There are numerous ways to fight a war. Cyber-attacks have been a growing concern during recent conflicts. Russian hackers are among the best in the world, and they just carried out a cyber attack on Ukraine’s most prominent private energy conglomerate.
The victim of the attack was the DTEK Group, which owns coal and thermal power plants across all of Ukraine. Corporate representatives state that the hacker’s goal was to “destabilize the technological processes of its distribution and generation firms, spread propaganda about the company’s operations, and to leave Ukrainian consumers without electricity.” That’s the bottom line; they wanted to leave the Ukrainian people in the dark. Cyber warfare is also a significant psychological component, knowing that your enemy can significantly affect major parts of your daily life.
In an interview with CNN, DTEK spokesperson Antonina Antosha informed them, “The cyber attacks didn’t have any negative effect on DTEK’s operations so far.” I must admit the “so far” part of that comment gave me a little cause for concern. However, Antosha said, “All systems operate in a regular mode.” Cool, so far, so good.
The hacking attempt was revealed days after Rinat Akhmetov, the wealthiest man in Ukraine (and the owner of DTEK), sued Russia in the European Court of Human Rights for allegedly costing him billions of dollars in property rights damages. Apparently, he believes that “if you broke it, you bought it.” So the cyber activity could very well be a form of retaliation for the lawsuit.
A group of Russian hackers calling themselves, XakNet, is claiming responsibility online for the attack. They claim to have hacked the energy giant’s networks and have reportedly shown screenshots online with the proof. The group in its current form surfaced in March of this year, quickly prompting an alert from the Cybersecurity & Infrastructure Security Agency after they claimed to be targeting Ukrainian officials supporting Russia’s war effort.
— Treadstone 71 (@Treadstone71LLC) July 3, 2022
An interview with the hackers. Link courtesy of Twitter and @Treadstone71LLC
XakNet is reported to have access to data belonging to an organization hacked by a Russian cyber espionage group. This suggests a possible connection between them and the Russian government, according to Alden Wahlstrom, a senior analyst at US cybersecurity firm Mandiant. For its part, XakNet maintains that they are independent of the Russian government and acting on its own.
The hacking incident occurred while the Russians were shelling the DTEK-owned thermal power plant in Kryvi Rih, located in central Ukraine. Is it pure coincidence that this happened shortly after the company’s owner sued the Russians in an international court for billions of dollars?
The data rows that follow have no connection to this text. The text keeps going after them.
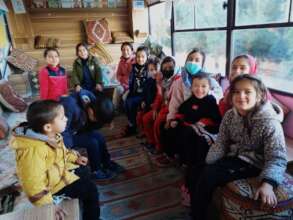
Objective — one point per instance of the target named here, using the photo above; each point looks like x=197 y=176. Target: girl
x=250 y=143
x=242 y=64
x=86 y=72
x=181 y=87
x=52 y=78
x=44 y=165
x=137 y=79
x=123 y=71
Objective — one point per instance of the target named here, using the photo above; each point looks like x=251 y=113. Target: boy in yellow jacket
x=45 y=167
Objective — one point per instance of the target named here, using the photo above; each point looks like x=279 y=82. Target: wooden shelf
x=53 y=10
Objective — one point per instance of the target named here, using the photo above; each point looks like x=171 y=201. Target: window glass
x=213 y=43
x=184 y=14
x=273 y=48
x=210 y=13
x=251 y=12
x=160 y=16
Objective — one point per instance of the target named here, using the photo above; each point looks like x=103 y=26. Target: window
x=209 y=42
x=160 y=16
x=273 y=48
x=251 y=12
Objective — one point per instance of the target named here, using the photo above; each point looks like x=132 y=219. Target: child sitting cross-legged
x=45 y=167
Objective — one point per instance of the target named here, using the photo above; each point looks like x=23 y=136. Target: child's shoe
x=103 y=175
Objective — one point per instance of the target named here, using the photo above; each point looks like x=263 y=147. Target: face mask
x=168 y=73
x=192 y=68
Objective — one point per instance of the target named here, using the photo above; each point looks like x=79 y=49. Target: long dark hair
x=41 y=112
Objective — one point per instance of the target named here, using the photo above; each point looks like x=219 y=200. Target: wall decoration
x=18 y=6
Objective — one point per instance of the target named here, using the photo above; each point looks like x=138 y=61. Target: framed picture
x=18 y=6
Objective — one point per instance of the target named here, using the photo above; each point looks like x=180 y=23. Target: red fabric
x=124 y=70
x=161 y=119
x=148 y=127
x=52 y=87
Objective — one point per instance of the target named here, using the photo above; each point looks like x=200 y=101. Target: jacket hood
x=22 y=137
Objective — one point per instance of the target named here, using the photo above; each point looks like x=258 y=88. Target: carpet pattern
x=144 y=191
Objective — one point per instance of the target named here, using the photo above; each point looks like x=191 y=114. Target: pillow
x=99 y=51
x=98 y=31
x=21 y=60
x=120 y=37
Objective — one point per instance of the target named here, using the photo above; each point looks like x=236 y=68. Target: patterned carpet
x=144 y=191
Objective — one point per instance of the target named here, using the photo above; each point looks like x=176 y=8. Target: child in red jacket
x=52 y=77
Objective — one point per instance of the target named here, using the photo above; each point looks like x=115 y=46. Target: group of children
x=178 y=110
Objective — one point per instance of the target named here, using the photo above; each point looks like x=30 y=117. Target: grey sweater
x=257 y=139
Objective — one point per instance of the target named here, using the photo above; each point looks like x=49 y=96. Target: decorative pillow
x=10 y=99
x=21 y=60
x=99 y=51
x=120 y=37
x=98 y=31
x=238 y=202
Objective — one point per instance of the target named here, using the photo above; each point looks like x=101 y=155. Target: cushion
x=99 y=51
x=10 y=99
x=238 y=200
x=21 y=60
x=120 y=37
x=98 y=31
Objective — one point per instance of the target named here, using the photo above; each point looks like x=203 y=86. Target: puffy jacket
x=53 y=82
x=43 y=166
x=77 y=71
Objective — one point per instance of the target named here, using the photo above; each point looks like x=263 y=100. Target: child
x=137 y=79
x=86 y=71
x=181 y=87
x=150 y=92
x=123 y=71
x=242 y=64
x=86 y=114
x=250 y=143
x=44 y=165
x=52 y=78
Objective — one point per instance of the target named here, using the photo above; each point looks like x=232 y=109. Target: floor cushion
x=10 y=99
x=238 y=203
x=98 y=31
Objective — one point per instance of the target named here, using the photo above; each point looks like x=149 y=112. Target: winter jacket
x=180 y=92
x=257 y=139
x=53 y=82
x=123 y=71
x=43 y=165
x=77 y=71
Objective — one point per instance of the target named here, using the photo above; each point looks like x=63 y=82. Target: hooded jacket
x=257 y=139
x=42 y=165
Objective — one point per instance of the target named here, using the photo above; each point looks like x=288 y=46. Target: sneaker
x=103 y=175
x=115 y=167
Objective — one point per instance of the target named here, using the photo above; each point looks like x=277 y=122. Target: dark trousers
x=131 y=107
x=86 y=191
x=212 y=176
x=96 y=148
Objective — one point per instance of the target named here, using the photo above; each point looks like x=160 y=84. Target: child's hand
x=155 y=114
x=99 y=87
x=173 y=124
x=266 y=194
x=82 y=160
x=60 y=213
x=78 y=88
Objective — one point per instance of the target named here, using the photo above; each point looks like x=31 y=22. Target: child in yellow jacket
x=45 y=167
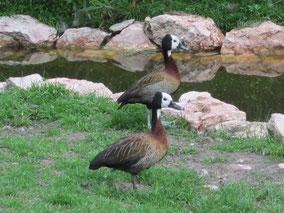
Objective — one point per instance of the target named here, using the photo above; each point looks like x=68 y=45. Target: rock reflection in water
x=253 y=84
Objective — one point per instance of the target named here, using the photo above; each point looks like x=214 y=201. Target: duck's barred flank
x=140 y=151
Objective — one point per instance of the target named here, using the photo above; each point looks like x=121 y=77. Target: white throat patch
x=169 y=53
x=158 y=114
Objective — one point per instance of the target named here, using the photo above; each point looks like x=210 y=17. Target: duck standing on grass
x=167 y=80
x=139 y=151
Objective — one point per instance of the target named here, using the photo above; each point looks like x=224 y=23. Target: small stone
x=82 y=37
x=25 y=82
x=219 y=140
x=240 y=161
x=131 y=38
x=238 y=167
x=211 y=187
x=244 y=167
x=204 y=172
x=6 y=127
x=116 y=28
x=208 y=140
x=197 y=33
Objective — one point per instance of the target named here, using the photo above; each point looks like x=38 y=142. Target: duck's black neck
x=165 y=54
x=155 y=120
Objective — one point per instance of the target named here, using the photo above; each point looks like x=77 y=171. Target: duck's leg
x=148 y=112
x=167 y=123
x=133 y=180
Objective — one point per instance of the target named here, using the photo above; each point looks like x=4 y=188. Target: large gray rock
x=82 y=38
x=7 y=41
x=2 y=86
x=31 y=58
x=116 y=28
x=243 y=129
x=198 y=33
x=27 y=31
x=25 y=82
x=204 y=112
x=131 y=38
x=267 y=38
x=276 y=125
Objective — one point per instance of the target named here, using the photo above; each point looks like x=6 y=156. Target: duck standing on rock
x=167 y=80
x=139 y=151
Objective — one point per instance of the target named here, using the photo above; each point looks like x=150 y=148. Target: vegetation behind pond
x=103 y=13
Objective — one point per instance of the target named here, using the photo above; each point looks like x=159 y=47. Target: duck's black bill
x=175 y=106
x=183 y=47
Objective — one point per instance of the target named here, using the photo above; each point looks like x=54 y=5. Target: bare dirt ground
x=238 y=166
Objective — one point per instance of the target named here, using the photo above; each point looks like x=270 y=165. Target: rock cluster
x=198 y=33
x=202 y=111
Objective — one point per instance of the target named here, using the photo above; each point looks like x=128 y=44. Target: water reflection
x=253 y=84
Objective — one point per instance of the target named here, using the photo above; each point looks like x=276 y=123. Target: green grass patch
x=47 y=171
x=270 y=146
x=104 y=13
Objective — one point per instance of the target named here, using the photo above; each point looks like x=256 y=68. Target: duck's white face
x=166 y=100
x=175 y=42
Possible, but I doubt it.
Microsoft investigated these events and noted that cyber-attacks are sometimes used together with physical military attacks for a “one-two” punch on targets. For example, on March 1st of this year, a cyber attack crippled a giant TV tower in Kyiv at the same time it was being pummeled by Russian artillery.
In reality, Russian cyber attacks on Ukrainian electric utilities have been relatively commonplace since they annexed Crimea in 2014. Russian military intelligence services have been blamed for most attacks in 2015 and 2016 that left significant chunks of Ukraine in the dark.
Spouting the company line, DTEK announced Friday, “The company makes every effort to ensure the stable operation of Ukraine’s energy system during the war and to ensure uninterrupted power supply to Ukrainian consumers.”